"Half Girl (right)"
Signed and dated 2018. Edition 2/3 +2AP. Carrara marble 47 x 17.5 x 19 cm. Base 84 x 40 x 40 cm.
Private collection, Stockholm.
CFHILL Art Space, Stockholm, "Anders Krisár – New Sculptures", 17 February - 14 March 2018, another edition exhibited.
Anders Krisár (b. 1973, Stockholm) was educated at Konstfack in Stockholm and at the School of Communication Arts in London, and has also trained as a composer at New York University. He previously worked as an art director and begun his artistic career with photography. However, in his three latest exhibitions at CFHILL Art Space in Stockholm he has been showing sculptures. Krisár is a perfectionist and these sculptures are finely polished reproductions of bodies.

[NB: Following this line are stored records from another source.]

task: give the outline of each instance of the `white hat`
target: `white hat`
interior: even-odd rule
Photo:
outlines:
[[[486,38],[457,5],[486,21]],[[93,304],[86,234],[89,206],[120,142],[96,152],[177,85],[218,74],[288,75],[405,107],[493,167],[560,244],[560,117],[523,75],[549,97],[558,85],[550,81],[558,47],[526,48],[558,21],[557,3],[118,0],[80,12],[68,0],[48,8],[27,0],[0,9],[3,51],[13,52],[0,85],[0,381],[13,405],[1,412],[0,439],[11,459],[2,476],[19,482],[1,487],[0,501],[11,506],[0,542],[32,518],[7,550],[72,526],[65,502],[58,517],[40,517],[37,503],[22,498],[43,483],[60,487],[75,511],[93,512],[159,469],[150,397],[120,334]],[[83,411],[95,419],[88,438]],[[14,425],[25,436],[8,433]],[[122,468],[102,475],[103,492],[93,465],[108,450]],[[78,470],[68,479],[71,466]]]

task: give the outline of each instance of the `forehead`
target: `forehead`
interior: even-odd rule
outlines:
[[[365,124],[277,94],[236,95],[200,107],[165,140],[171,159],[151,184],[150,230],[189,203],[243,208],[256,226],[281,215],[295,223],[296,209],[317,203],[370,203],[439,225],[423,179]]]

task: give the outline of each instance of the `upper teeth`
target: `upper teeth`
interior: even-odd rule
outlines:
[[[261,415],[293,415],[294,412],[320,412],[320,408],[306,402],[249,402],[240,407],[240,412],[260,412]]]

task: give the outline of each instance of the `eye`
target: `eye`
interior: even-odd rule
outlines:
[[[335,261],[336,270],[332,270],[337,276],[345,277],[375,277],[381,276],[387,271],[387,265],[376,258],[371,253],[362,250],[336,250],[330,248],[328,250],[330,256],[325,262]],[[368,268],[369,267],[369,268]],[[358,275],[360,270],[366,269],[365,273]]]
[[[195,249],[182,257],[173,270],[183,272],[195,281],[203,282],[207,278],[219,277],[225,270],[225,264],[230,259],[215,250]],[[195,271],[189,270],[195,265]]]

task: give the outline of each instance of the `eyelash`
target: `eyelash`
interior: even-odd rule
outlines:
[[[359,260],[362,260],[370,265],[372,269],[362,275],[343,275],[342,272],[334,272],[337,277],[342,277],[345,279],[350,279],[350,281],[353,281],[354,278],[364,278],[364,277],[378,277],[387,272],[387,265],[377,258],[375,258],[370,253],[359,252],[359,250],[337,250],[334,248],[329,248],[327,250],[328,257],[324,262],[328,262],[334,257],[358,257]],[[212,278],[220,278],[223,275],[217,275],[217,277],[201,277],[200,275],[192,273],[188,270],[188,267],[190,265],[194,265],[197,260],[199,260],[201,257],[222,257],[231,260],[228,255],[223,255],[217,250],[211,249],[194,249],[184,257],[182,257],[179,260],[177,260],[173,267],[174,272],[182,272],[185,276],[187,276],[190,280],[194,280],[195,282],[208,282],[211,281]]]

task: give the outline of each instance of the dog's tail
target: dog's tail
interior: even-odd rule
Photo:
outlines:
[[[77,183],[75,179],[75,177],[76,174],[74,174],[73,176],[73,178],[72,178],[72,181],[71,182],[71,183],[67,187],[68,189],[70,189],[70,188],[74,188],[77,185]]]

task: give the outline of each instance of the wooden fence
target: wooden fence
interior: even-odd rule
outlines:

The exhibition "Sculptures" from 2018 was the first time that he exhibited human-form sculptures in Carrara marble. Each of the pieces were carved by a professional stone-cutter under the direction of Krisár. The motifs are of perfectly androgynous bodies and he explains his need for perfection as a kind of compulsion. He understands perfectionism not as a way of reaching satisfaction, but one of avoiding pain. Having grown up with parents who were both affected by mental illness (his mother was bipolar and his father schizophrenic), these beautifully polished, perfect bodies, often in halves, begin to process his deep-rooted traumas. They are divided so as to accentuate separation and loss. When you carve by hand in a material such as marble you cannot change your mind, if your tool slips you cannot press delete. There is no point of return when you have begun working on a large block of marble. Just like with birth, there is no return. And aren’t the bodies so exquisitely innocent, precisely like those of newborns?